Lot Essay
In this heroic landscape Landseer gives full rein to that feeling for the 'sublime' which characterises his later work. Deer and the Scottish Highlands were invariably the vehicle for these aspirations. He had discovered the Highlands in 1824 when, as a prodigiously talented young artist of twenty-one, he visited Scotland for the first time and stayed with Sir Walter Scott. This immediately inspired him to paint the first of the deer subjects for which he was to become so famous, but those of the 1820s are essentially sporting pictures, even if, like The Hunting of Chevy Chase of 1825-6 (Birmingham), they have a literary dimension. He painted few deer subjects in the 1830s, being preoccupied with other types of commissions; but in 1842 he produced The Sanctuary, in which a stag is seen wading into Loch Maree to escape its pursuers, the sun setting symbolically in the distance. The picture was bought by Queen Victoria as a birthday present for Prince Albert, both of them being passionate devotees of the Highlands, in common with so many of their subjects. It was the total sympathy between monarch and artist on the subject of Scotland that underpinned Landseer's close connection with the Royal Family, the source of so much of the authority that he commanded in his day.

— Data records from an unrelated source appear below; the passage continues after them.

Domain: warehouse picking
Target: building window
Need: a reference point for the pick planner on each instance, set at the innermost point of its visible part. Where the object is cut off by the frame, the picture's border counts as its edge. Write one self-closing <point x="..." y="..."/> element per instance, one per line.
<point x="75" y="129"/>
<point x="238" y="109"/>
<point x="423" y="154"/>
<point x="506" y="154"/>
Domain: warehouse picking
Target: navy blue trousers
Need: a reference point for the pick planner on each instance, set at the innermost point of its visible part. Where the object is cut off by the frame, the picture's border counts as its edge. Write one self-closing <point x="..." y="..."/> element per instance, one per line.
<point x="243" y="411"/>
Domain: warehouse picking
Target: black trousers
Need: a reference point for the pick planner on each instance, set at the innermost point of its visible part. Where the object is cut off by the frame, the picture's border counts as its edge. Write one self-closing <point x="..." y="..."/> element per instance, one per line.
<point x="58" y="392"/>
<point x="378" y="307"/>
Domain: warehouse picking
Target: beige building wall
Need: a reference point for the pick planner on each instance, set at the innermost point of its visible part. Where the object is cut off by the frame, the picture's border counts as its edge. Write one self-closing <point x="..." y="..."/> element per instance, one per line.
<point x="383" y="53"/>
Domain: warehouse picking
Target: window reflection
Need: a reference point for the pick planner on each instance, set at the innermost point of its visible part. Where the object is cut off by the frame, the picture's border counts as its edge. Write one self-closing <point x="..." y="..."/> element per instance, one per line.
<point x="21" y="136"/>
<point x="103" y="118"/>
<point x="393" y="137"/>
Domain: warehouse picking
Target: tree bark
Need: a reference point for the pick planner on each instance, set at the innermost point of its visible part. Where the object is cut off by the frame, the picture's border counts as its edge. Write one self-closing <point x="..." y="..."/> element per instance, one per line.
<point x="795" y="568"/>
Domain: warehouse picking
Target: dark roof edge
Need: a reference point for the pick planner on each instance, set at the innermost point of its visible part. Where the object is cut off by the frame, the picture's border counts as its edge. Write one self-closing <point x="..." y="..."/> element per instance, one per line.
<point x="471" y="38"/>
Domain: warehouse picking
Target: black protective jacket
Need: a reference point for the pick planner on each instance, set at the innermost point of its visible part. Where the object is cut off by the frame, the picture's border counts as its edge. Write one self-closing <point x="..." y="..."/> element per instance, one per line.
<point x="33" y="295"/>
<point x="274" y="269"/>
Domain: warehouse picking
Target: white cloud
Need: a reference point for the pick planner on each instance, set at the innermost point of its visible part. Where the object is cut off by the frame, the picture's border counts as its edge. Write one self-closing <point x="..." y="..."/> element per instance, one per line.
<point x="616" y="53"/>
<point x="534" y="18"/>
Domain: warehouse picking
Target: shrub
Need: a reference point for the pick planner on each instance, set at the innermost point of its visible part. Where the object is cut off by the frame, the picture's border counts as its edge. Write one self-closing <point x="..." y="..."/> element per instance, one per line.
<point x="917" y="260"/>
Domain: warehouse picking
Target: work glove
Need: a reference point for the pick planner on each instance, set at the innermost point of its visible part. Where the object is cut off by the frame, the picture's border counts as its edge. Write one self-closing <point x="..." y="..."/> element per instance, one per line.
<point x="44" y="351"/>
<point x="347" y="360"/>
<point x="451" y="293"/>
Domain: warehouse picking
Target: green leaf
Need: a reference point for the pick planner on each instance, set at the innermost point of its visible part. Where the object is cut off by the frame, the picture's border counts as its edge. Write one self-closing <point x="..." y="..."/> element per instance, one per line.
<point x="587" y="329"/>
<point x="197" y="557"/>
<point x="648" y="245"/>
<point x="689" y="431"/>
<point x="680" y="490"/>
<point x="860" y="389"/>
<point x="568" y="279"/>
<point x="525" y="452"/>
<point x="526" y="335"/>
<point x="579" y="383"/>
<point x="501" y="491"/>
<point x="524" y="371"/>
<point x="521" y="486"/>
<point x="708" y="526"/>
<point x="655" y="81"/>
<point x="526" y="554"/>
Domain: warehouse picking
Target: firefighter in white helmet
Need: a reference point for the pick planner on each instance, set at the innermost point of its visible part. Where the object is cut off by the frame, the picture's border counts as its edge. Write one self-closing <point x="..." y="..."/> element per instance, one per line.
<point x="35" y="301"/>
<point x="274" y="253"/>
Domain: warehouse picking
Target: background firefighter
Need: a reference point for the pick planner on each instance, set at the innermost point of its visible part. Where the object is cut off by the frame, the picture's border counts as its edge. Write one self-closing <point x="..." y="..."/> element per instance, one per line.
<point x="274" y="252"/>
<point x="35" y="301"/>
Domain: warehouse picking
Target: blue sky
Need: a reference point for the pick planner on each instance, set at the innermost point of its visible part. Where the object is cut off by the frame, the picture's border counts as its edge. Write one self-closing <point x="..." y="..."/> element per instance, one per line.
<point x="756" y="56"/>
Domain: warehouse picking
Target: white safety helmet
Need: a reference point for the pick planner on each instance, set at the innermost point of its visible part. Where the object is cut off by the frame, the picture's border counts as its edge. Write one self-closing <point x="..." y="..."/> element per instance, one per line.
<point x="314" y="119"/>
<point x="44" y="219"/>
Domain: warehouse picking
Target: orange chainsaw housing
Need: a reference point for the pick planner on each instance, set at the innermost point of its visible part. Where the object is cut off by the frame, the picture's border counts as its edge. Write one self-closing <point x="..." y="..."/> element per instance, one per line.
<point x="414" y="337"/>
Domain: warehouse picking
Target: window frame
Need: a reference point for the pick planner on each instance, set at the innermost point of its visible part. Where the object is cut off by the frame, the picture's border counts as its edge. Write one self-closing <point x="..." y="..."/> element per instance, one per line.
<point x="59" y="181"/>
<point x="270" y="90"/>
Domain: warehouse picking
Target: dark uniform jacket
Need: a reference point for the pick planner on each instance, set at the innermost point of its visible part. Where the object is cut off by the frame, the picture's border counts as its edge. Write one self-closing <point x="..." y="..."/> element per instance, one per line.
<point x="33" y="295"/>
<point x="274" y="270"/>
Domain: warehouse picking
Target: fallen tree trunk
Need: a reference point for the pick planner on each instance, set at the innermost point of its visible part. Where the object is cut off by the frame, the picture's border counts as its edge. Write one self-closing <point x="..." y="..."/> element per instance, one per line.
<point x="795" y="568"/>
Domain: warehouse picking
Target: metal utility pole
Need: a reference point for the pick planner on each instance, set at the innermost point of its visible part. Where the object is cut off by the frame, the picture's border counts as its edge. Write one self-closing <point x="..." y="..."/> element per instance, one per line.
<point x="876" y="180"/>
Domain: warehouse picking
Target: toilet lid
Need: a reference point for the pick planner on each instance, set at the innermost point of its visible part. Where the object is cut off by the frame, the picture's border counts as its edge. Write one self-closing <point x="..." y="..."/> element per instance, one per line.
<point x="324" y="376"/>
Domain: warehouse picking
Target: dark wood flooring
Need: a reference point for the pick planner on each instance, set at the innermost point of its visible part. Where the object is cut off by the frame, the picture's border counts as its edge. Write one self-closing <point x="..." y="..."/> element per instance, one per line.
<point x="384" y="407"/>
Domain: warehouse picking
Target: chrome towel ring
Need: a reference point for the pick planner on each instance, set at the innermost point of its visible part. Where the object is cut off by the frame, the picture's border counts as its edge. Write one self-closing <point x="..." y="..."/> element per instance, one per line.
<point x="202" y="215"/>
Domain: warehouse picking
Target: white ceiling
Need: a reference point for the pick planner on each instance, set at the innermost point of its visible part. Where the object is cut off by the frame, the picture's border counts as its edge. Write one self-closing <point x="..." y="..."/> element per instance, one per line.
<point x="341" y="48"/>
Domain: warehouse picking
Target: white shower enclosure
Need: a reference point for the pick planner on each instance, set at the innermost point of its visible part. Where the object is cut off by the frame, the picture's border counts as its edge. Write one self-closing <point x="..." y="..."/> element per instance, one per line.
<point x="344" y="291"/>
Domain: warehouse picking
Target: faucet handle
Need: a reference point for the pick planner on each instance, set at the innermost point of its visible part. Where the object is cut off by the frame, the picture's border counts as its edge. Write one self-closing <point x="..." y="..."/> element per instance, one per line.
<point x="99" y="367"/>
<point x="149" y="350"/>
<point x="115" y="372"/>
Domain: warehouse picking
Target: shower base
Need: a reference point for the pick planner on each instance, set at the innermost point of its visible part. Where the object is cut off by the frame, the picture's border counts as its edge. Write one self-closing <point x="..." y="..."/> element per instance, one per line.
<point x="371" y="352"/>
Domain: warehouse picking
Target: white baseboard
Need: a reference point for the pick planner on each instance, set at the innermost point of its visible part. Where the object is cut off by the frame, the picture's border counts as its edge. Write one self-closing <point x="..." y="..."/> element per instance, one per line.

As Richard Ormond points out in the catalogue of the Landseer Exhibition of 1981-2, The Sanctuary marks a turning-point in Landseer's painting of deer. From now on they take on an almost visionary intensity, the stag becoming (in Ormond's words), a 'symbol of the powerful and tragic forces of nature, noble but inevitably doomed.' The human presence, so dominant in the early 'sporting' subjects is almost totally removed, and the deer in their majestic setting become an image of grandeur and pathos in themselves. In all these paintings they are shown at moments of climax, sensing danger, issuing challenges to rivals, at bay, fighting to the death, or lying dead or wounded in the snow. Perhaps the most characteristic, in the sense that they show stags both in their most heroic and their most vulnerable, are those in which they rear their heads in anticipation of danger or roar in challenge. The most celebrated example is The Monarch of the Glen (John Dewar & Sons), exhibited at the Royal Academy in 1851, although in some ways the enormous Scene in Braemar of 1857, sold in Christie's London on March 25, 1994, achieves a greater intensity with its more sublime and awesome setting.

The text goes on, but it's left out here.